Con preocupación se han manifestado las pequeñas y medianas empresas chilenas ante la entrada en vigencia de la denominada Ley de Etiquetado de Alimentos, que mediante modificaciones a su Reglamento Sanitario N° 977 de 1996, determinó —entre otros cambios— que las empresas productoras estén obligadas a incorporar un logo (disco Pare) con información sobre calorías, sodio, grasas saturadas o azúcares contenidos.
 
Los cambios que partieron formalmente el 27 de junio buscan impactar sobre todo en la conducta alimenticia de niños y niñas en edad escolar. Según datos del propio Ministerio de Salud, en el país 1 de cada 11 muertes son atribuibles al exceso de peso, y 5 de cada 10 niños que cursan primero básico presentan éste problema.
 
Si bien la norma estableció plazos para la implementación del nuevo etiquetado, las Pymes miran con recelo las nuevas exigencias, pues consideran que a diferencia de las grandes empresas de alimentos y trasnacionales presente en Chile, sus productos podrían verse rechazados principalmente en los supermercados, obligándoles a invertir mayores recursos para cumplir con la norma.
 
“La nueva Ley de etiquetados es una buena iniciativa pero mal implementada, es decir, se dejaron fuera importantes factores que deberían haberse considerado. Se metió a todos los productores y comerciantes en la misma bolsa, siendo que afrontan de manera muy distinta una situación como esta”, aseguró Arturo Farías, jefe de la carrera de Contador Público y Auditor de la Universidad del Pacífico.

Problemas prácticos

Los pequeños y medianos comerciantes señalan que la Ley de Etiquetado de Alimentos, junto con no distinguir los distintos tipos de productores, se verán afectados en dos puntos claves: su inventario y envasado y en las posibles barreras que podrían ponerle los supermercados al no tener los respectivos distintivos en los productos.
 
Cabe señalar que frente a esta discusión, el Ministerio de Salud aseguró que las pymes tendrán un plazo mayor para cumplir con la normativa, extendiéndose hasta 36 meses más, lo que igualmente genera dudas.
 
“Una persona irá al supermercado a buscar un producto y se va a encontrar uno con las etiquetas y otro sin los rótulos, lo que provocará una confusión. Ya se está hablando de algunos supermercados que van a exigir, al margen de la norma, que todos sus productores les entreguen los productos con el etiquetado, independiente de si es pyme o no”, señala el mismo Farías.
 
Asimismo, es aún confusa lo que pasará con los llamados productos a “granel”, es decir, aquellos que nos son envasados y que no están obligados a presentar etiquetado nutricional. En la secretaría de Estado dicen que esta es una meta de mediano plazo que debe ser evaluada para ver de qué manera podría informarse sobre su contenido nutricional.

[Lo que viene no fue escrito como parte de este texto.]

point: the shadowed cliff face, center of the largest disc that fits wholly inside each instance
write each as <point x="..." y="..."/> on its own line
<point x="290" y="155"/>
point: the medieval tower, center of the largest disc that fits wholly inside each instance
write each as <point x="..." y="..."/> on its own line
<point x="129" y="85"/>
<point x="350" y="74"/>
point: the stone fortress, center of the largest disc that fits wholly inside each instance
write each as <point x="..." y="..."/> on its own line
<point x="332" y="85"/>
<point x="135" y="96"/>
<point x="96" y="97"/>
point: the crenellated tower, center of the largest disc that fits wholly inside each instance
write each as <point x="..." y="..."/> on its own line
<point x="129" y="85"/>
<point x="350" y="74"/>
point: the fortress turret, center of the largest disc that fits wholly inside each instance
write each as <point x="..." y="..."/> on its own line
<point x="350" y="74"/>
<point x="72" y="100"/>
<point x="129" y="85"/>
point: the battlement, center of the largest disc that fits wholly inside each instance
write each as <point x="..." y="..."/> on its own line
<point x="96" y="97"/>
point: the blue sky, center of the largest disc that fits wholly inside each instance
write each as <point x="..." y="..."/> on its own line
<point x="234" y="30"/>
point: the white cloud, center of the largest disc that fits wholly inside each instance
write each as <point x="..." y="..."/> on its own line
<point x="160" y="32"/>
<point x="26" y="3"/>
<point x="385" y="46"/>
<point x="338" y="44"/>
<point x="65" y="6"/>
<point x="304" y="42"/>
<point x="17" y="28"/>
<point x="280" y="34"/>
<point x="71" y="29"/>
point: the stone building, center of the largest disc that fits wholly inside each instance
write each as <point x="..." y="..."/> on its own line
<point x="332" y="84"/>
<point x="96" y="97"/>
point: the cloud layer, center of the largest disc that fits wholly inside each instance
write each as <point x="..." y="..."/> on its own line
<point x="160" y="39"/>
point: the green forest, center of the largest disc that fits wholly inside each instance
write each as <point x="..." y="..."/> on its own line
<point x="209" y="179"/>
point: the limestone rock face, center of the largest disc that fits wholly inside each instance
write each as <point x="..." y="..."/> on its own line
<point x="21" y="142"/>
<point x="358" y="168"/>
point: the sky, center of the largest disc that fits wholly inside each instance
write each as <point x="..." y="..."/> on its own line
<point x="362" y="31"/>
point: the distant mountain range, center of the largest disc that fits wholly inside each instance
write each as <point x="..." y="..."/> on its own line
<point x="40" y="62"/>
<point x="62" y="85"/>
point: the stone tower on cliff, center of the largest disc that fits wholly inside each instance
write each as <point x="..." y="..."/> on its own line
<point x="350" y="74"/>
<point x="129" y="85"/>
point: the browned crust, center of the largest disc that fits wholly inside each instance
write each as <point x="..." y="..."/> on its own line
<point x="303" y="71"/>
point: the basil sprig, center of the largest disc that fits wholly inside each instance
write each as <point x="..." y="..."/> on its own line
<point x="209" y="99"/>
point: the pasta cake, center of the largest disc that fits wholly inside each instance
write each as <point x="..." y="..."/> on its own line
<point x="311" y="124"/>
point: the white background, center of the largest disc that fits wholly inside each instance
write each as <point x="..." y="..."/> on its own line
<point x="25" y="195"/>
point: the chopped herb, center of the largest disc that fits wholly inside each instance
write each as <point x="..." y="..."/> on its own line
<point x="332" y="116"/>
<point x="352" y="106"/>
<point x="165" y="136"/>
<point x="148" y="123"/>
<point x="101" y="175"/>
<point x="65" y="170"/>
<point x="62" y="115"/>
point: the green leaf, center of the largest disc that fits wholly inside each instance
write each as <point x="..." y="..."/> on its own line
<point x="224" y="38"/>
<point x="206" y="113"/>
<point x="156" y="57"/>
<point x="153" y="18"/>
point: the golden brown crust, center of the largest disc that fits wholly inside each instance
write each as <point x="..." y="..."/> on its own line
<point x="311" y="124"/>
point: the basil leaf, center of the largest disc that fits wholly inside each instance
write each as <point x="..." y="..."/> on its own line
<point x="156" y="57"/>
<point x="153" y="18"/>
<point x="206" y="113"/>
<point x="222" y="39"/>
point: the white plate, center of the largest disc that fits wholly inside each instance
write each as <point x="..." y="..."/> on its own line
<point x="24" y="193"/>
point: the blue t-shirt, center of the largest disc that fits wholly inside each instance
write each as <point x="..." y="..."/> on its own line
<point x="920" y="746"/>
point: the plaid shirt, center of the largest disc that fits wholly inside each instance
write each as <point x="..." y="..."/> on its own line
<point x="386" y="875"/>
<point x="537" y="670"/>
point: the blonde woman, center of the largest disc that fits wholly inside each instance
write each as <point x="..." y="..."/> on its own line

Las medidas para colegios y publicidad

El Ministerio de Salud ha explicado que con la nueva normativa, no se pueden vender, publicitar o regalar en los kioscos escolares o cualquier lugar de las escuelas de educación parvularia, básica y media, los alimentos que superen los límites establecidos por la autoridad para calorías, azúcares, grasas saturadas y sodio, sean estos envasados o no.
 
Lo que se busca —explican— es incentivar el consumo de alimentos más frescos, naturales y saludables, como por ejemplo, huevos duros, frutas, verduras, lácteos, cereales y otros sin sello o que no superen los límites establecidos por el MINSAL.
 
En el ámbito de la publicidad, en tanto, el principal foco son los menores de 14 años. En este caso, la nueva normativa apunta al empleo de personajes y figuras infantiles, animaciones, dibujos animados, juguetes, música infantil, o personas o animales que atraigan el interés de este grupo etario; o si contiene declaraciones o argumentos fantásticos acerca del producto o sus efectos, voces infantiles, lenguaje o expresiones propias de niños, o situaciones que representen su vida cotidiana, como la escuela, el recreo o los juegos infantiles.